Julgue os itens a seguir, relativos às intervenções possíveis no caso de pacientes com transtorno decorrente do uso de álcool, considerando o Manual Diagnóstico e Estatístico dos Transtornos Mentais (DSM-5) e a Classificação Internacional das Doenças (CID-10). I O diagnóstico e o tratamento precoce da dependência de álcool têm efeitos no prognóstico de pacientes. II Não há evidência da necessidade de utilização da entrevista motivacional em casos de dependência de álcool. III As intervenções, no caso de transtorno decorrente do uso de álcool, devem priorizar confrontações diretas.
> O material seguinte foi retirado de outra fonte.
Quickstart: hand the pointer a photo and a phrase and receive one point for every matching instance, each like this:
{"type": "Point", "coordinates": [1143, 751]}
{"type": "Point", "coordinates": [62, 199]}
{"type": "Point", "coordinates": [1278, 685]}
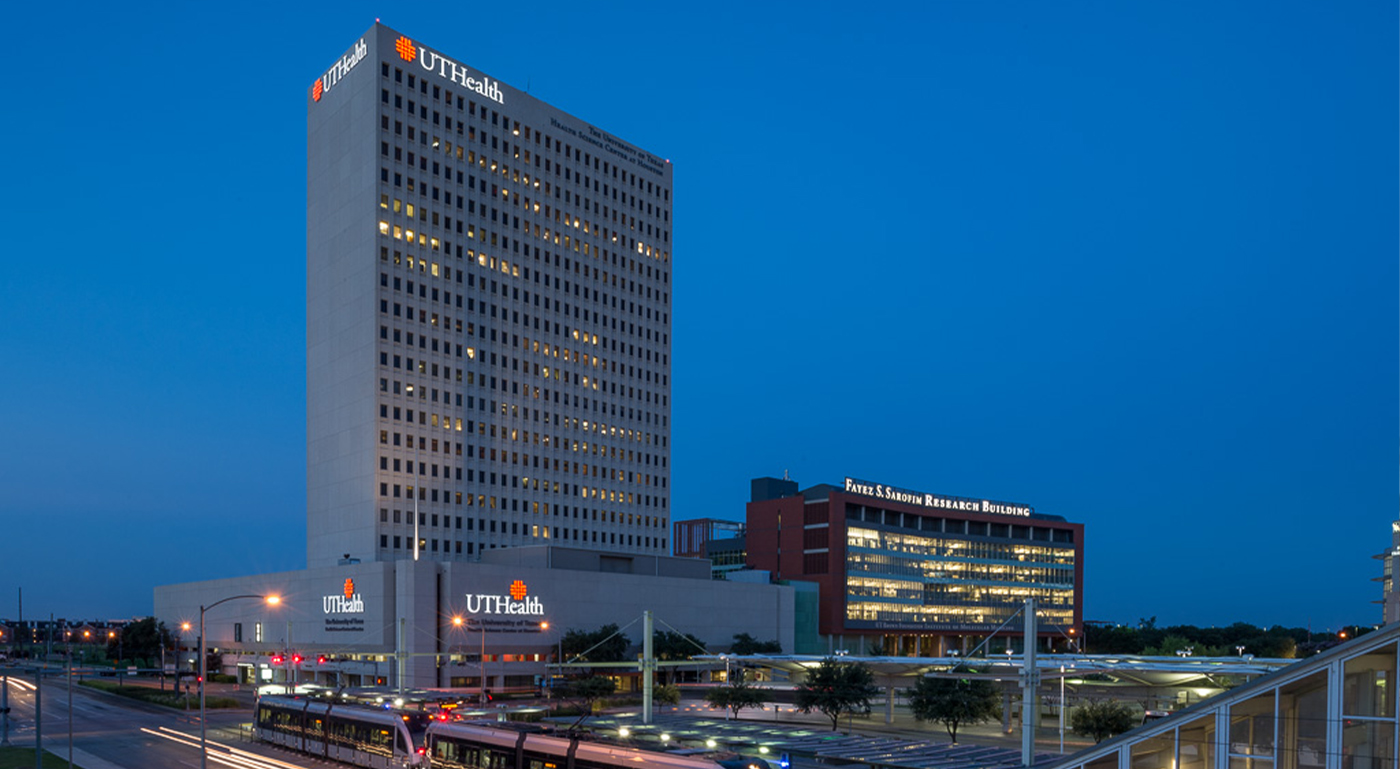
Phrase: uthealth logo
{"type": "Point", "coordinates": [339, 70]}
{"type": "Point", "coordinates": [515, 603]}
{"type": "Point", "coordinates": [448, 69]}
Assinale a opção correta.
- A)Apenas o item I está certo.
Certa, porque apenas o item I é verdadeiro; os itens II e III contrariam a prática baseada em evidências.
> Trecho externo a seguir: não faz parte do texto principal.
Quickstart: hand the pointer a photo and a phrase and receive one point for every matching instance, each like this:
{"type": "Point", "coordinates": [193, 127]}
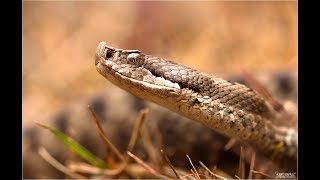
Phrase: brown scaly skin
{"type": "Point", "coordinates": [229, 108]}
{"type": "Point", "coordinates": [117, 111]}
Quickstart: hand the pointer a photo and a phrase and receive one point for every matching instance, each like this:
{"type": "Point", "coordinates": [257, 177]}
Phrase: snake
{"type": "Point", "coordinates": [229, 108]}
- B)Apenas o item II está certo.
Errada, porque o item II está incorreto: a entrevista motivacional tem evidência e é indicada em muitos casos.
- C)Apenas os itens I e II estão certos.
Errada, porque o item II não está certo; não é verdade que falte evidência para entrevista motivacional.
- D)Apenas os itens I e III estão certos.
Errada, porque o item III está incorreto; a conduta não deve priorizar confrontação direta.
- E)Todos os itens estão certos.
Errada, porque os itens II e III são falsos, então não podem estar todos certos.
Gabarito: A
Em transtornos por uso de álcool, o tempo importa muito: quanto antes o problema é identificado e tratado, maior a chance de reduzir danos, evitar complicações clínicas, melhorar adesão e preservar prognóstico. Isso é coerente com a lógica do DSM-5, que trata o transtorno por uso de substância como um quadro que varia em gravidade e pode evoluir se não houver intervenção precoce, e com a CID-10, que também reconhece a síndrome de dependência e seus desdobramentos clínicos e sociais. O item I está certo porque diagnóstico e tratamento precoces realmente ajudam o paciente. Não é milagre de novela, mas faz diferença real: menos recaídas, menos comorbidades e menos prejuízo funcional. O item II está errado porque a entrevista motivacional tem, sim, evidência e é muito usada nesses casos. Ela é justamente uma estratégia útil para aumentar a disposição para mudança, sem bater de frente com o paciente logo de início. O item III também está errado: em geral, as intervenções não devem priorizar confrontação direta, porque esse estilo costuma gerar resistência e piorar a adesão. Em vez de confronto bruto, costuma funcionar melhor uma abordagem acolhedora, motivacional e baseada em redução de danos quando indicado. Por isso, a alternativa A é a correta: somente o item I está certo.